Viajando para proferir conferências, lançar livros e fazer pesquisas, o escritor Washington Araújo, radicado em Brasília, tornou-se um cidadão do mundo ao cruzar por 42 países ao longo de 19 anos. Suas impressões de viagem estão reunidas no seu mais novo livro “Viajar é Preciso”, publicado pela editora Letra Viva. A obra será lançada amanhã, às 19h30, na livraria AS Book Shop.

“Eu imagino que todas estas viagens serviram para que eu buscasse dentro de mim, os motivos que inspiram a solidariedade humana. Aprendi que devemos nos ver como membros de uma mesma família”, declara o escritor, que está de férias em Natal.

Washington diz que recusou a olhar os lugares por onde passou como um turista aprendiz. “Sempre preferi viajar buscando entender que sou e o lugar onde estou”, comenta o escriba, que no mês que vem fará o lançamento de outro livro “Liderança do Século XXI”, escrito em parceria com Roberto Crema.

VIAJANDO — O livro “Viajar é Preciso” teve o prefácio de Moacyr Scliar e comentários de Affonso Romano de Sant’Anna. Seu roteiro eqüivale um cruzeiro ao redor do mundo: Chicago, New York, Havana, Tel-Aviv, Lisboa, Paris, Sevilha, Nova Déli, Córdoba, Venez e Florença estão entre as cidades visitadas por Washington.

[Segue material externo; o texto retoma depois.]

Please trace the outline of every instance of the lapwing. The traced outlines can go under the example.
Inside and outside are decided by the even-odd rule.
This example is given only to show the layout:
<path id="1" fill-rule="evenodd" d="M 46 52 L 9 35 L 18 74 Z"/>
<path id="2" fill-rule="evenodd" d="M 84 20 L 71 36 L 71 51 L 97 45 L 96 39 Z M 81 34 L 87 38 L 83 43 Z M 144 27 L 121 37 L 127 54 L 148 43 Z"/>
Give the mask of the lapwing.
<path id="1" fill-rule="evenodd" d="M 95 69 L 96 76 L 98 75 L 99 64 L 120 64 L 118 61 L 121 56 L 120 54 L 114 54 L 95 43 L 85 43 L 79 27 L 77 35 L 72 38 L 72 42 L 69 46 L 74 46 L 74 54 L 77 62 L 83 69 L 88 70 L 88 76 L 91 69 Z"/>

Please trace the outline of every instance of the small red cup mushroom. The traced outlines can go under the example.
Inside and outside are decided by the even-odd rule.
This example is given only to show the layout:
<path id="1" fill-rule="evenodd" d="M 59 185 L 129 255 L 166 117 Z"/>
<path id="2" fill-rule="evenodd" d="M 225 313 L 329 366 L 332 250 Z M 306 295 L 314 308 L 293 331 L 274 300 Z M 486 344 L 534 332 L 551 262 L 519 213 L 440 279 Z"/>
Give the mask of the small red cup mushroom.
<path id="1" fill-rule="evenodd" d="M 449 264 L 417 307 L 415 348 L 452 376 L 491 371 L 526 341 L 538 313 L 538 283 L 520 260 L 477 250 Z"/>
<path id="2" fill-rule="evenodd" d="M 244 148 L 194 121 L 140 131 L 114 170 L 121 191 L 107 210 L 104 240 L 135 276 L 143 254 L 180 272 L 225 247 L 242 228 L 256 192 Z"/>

Seus depoimentos, contudo, são pequenos, chegando a conter, às vezes, poucas linhas sobre determinado país. A obra soa mais como um registro particular de alguém que teve contato com diferentes culturas do que como um manual histórico e cultural sobre os lugares.

Suas experiências em trânsito constituem um caso a parte. Próximo a Zurique, por exemplo, Washington Araújo hospedou-se na residência de um casal que tinha uma criança portadora de Síndrome de Donw. O escritor sentiu-se emocionado ao ouvir do casal uma fábula sobre um sábio persa que, ao visitar a Europa para proferir uma conferência em Frankfurt, decidiu passear um pouco na rua com os seus seguidores e, desvencilhando-se dos amigos, atravessou a rua e abraçou-se com uma criança portadora de deficiência.

“Aos prantos, ele intuiu que aquelas crianças eram mensageiras da vontade divina. Elas serviam para que Deus verificasse como anda o mundo. Se as pessoas eram bem tratadas, se era bem recebidas”, comenta Washington.

Na Índia, ele se deparou com o paradoxo do povo viver uma intensa espiritualização e, ao mesmo tempo, não ter acesso ao bens materiais, vivendo imersos na pobreza. “Na frente do hotel, em Nova Déli, vi uma fila quilométrica de pessoas que se amontoavam, umas por cima das outras, para escapar do frio da noite”. Segundo o escritor, de dia, o calor na Índia atinge 50 graus, a noite, a temperatura varia entre 11 e 12 graus.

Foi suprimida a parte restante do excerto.